= Bryan Willson =

Bryan Willson is a professor of mechanical engineering at Colorado State University (CSU) and the founder and director of the Engines and Energy Conversion Laboratory (EECL) at CSU. His research primarily focuses on the development of sustainable energy solutions.

== Career ==
Bryan Willson received his PhD from the University of Texas at Austin in 1988, the same year he joined the CSU faculty. He teaches in the areas of design, energy, and sustainable development. He is the principal or co-principal investigator on over $30 million in funded research; has funded over 350 graduate and undergraduate students; and is author or co-author of over 200 journal papers, conference proceedings, or technical reports.
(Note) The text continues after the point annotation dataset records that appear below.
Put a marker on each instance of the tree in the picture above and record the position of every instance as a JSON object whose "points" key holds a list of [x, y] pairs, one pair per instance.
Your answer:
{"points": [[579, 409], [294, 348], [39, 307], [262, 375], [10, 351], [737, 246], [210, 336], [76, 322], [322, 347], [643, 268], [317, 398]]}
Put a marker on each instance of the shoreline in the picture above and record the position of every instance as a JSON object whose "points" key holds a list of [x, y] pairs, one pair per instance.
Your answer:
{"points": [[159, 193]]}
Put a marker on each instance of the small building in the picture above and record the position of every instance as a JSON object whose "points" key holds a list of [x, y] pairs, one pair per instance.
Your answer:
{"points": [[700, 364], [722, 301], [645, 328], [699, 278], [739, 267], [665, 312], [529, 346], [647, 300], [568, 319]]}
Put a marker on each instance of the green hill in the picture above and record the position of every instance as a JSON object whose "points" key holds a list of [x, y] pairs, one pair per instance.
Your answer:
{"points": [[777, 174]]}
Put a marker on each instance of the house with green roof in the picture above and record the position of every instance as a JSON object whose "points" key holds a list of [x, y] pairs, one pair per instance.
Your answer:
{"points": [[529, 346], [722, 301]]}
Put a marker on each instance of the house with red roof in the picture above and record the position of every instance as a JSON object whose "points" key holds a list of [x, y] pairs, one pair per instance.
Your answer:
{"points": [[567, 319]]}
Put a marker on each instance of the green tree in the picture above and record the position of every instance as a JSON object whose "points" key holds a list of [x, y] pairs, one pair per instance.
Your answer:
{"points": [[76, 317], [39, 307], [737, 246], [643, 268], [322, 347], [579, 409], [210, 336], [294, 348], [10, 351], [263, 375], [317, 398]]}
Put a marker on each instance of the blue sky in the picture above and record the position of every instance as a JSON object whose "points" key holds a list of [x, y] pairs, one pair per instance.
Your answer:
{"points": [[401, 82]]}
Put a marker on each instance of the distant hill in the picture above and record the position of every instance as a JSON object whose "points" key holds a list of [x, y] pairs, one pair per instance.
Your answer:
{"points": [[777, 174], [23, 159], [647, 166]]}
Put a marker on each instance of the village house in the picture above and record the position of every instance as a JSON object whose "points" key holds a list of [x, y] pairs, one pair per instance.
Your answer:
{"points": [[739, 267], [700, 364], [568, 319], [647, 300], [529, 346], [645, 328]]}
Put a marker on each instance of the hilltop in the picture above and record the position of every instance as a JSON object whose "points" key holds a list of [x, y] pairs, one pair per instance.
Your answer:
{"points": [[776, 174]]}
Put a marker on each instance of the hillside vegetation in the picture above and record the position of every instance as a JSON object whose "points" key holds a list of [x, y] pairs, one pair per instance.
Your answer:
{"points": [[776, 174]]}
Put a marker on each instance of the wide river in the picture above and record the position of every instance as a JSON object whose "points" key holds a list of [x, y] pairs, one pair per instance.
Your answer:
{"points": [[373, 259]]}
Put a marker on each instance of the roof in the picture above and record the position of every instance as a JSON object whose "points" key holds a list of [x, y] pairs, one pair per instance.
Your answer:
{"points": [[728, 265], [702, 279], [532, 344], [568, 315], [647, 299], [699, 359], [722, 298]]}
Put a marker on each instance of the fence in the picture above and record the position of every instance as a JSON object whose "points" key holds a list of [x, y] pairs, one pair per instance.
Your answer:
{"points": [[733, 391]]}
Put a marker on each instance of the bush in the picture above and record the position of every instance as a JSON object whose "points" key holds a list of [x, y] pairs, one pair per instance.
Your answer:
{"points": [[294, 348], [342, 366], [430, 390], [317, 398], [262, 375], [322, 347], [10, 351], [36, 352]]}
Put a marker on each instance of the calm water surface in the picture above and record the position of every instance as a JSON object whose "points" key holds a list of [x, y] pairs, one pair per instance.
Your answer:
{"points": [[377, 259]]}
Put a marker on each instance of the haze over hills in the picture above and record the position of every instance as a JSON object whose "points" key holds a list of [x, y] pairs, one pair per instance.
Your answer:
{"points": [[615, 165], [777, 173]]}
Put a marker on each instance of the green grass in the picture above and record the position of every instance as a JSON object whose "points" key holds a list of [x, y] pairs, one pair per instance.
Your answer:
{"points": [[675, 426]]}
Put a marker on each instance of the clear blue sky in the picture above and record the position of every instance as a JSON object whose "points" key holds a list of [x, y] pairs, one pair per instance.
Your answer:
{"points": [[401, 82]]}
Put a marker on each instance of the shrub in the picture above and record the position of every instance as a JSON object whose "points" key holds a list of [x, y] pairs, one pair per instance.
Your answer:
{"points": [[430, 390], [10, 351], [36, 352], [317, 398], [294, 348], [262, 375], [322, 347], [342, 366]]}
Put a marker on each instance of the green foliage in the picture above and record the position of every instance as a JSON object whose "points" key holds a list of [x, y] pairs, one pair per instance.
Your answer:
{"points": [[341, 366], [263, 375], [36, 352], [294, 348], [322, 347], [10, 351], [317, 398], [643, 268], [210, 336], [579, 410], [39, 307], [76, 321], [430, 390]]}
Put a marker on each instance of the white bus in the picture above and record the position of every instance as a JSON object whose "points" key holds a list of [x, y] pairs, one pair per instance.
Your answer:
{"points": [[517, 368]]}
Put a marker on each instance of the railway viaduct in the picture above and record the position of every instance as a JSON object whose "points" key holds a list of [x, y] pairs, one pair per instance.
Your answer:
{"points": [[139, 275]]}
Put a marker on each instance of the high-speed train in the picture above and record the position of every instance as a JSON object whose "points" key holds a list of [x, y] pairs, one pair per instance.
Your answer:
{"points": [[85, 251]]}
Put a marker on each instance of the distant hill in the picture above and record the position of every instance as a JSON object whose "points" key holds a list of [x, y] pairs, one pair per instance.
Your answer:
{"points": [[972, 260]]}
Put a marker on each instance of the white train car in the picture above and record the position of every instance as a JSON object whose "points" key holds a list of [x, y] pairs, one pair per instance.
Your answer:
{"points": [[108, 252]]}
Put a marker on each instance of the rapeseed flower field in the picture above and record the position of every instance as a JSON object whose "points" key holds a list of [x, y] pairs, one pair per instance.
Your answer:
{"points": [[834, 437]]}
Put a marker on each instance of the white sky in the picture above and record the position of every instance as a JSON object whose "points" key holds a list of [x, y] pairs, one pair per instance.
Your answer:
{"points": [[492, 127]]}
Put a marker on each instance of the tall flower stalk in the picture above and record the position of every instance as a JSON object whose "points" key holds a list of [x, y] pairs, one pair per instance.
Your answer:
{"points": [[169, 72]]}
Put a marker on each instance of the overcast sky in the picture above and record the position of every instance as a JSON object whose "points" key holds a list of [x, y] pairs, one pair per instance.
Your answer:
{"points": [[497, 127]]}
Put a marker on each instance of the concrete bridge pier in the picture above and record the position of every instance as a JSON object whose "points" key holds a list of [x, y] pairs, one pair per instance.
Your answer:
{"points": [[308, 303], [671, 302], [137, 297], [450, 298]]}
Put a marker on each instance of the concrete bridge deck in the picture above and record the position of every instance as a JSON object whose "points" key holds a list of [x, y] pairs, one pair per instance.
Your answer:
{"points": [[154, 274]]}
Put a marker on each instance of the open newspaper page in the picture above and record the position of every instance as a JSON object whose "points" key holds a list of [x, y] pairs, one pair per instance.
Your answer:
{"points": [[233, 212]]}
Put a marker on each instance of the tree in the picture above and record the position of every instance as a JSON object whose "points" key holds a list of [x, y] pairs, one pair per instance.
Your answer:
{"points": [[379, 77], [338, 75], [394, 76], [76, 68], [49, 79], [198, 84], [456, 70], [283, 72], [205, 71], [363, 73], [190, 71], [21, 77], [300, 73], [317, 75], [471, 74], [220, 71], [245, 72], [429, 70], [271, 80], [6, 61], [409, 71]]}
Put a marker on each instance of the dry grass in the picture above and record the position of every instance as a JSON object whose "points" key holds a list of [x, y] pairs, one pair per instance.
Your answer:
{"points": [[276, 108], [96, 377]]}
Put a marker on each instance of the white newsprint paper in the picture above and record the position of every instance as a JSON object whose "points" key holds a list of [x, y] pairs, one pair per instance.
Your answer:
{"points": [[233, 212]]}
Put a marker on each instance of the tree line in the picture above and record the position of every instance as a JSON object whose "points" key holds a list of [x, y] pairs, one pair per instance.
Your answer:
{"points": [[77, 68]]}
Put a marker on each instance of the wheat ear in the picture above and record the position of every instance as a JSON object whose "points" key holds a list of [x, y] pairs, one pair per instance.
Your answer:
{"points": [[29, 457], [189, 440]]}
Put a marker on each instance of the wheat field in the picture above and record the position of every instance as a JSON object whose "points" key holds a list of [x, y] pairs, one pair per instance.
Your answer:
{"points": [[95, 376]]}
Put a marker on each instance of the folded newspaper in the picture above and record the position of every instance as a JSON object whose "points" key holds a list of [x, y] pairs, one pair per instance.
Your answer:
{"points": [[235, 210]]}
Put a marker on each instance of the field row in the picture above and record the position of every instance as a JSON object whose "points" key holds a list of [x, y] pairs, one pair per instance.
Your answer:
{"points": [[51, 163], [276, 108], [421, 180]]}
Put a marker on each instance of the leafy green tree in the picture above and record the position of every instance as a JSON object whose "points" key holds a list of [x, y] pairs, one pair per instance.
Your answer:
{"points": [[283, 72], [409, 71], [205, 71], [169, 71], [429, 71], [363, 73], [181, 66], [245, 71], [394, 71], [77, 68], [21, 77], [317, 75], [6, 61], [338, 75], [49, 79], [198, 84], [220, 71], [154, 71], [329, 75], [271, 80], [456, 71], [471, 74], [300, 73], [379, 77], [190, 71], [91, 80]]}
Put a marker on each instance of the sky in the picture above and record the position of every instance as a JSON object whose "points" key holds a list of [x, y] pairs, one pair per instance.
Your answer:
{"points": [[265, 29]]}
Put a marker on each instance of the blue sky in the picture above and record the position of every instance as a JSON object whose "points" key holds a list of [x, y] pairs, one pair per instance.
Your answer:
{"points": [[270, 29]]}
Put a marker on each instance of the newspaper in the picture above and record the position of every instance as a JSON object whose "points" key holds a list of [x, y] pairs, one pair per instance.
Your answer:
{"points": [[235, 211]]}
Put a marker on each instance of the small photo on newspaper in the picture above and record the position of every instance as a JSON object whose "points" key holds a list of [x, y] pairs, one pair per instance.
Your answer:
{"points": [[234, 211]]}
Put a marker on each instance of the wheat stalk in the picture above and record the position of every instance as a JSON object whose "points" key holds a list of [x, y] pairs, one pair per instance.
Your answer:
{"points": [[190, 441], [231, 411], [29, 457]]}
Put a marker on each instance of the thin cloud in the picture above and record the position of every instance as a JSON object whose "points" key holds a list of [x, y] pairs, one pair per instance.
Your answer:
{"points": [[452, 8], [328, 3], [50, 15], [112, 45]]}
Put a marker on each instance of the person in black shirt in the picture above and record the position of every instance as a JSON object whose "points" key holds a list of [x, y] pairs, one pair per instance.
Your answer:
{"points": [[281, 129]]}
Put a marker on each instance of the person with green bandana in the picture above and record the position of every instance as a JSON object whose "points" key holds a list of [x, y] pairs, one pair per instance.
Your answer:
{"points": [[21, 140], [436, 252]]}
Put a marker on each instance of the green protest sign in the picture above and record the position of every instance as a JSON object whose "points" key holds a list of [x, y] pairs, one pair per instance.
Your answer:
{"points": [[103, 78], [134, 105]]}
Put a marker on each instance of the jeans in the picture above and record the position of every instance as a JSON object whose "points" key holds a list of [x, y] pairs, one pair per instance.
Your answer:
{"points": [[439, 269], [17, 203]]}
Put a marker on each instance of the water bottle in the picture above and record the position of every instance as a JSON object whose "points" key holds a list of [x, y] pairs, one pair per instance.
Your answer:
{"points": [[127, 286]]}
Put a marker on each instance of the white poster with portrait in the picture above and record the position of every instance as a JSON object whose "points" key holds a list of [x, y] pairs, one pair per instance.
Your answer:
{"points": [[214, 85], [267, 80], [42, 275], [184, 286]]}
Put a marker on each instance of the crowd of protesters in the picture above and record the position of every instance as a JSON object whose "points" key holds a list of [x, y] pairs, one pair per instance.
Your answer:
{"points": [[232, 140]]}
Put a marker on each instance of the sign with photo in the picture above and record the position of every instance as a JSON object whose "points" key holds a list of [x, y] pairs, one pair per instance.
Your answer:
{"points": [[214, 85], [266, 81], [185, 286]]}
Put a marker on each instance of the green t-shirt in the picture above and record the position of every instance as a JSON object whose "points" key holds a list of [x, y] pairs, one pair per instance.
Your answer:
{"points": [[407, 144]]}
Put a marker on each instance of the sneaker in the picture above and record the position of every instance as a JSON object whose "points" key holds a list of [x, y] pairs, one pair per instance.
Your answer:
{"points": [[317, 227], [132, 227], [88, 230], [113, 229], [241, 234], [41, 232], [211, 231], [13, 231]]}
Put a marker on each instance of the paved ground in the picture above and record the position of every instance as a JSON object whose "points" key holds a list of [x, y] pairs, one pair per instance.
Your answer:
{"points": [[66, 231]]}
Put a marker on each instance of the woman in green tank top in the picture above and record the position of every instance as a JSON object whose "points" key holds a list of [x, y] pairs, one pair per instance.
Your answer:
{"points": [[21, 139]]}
Willson has worked for over 25 years to develop large scale solutions for global energy needs. He is the founding director of CSU's Clean Energy Supercluster, founder and director of CSU's Engines and Energy Conversion Laboratory; and co-founder of Envirofit International. Willson a co-founder and chief technology strategist of Solix Biofuels, a developer of large-scale production systems for algae-based biofuels.

== Achievements ==
In June 2009, Scientific American named him to its inaugural list of the "Scientific American 10" – ten individuals who have made significant contributions to "guiding science to serve humanity" on a global basis; in August 2009, he was awarded the Maurice Albertson Medal for Sustainable Development (Albertson played a key role as architect of the Peace Corps).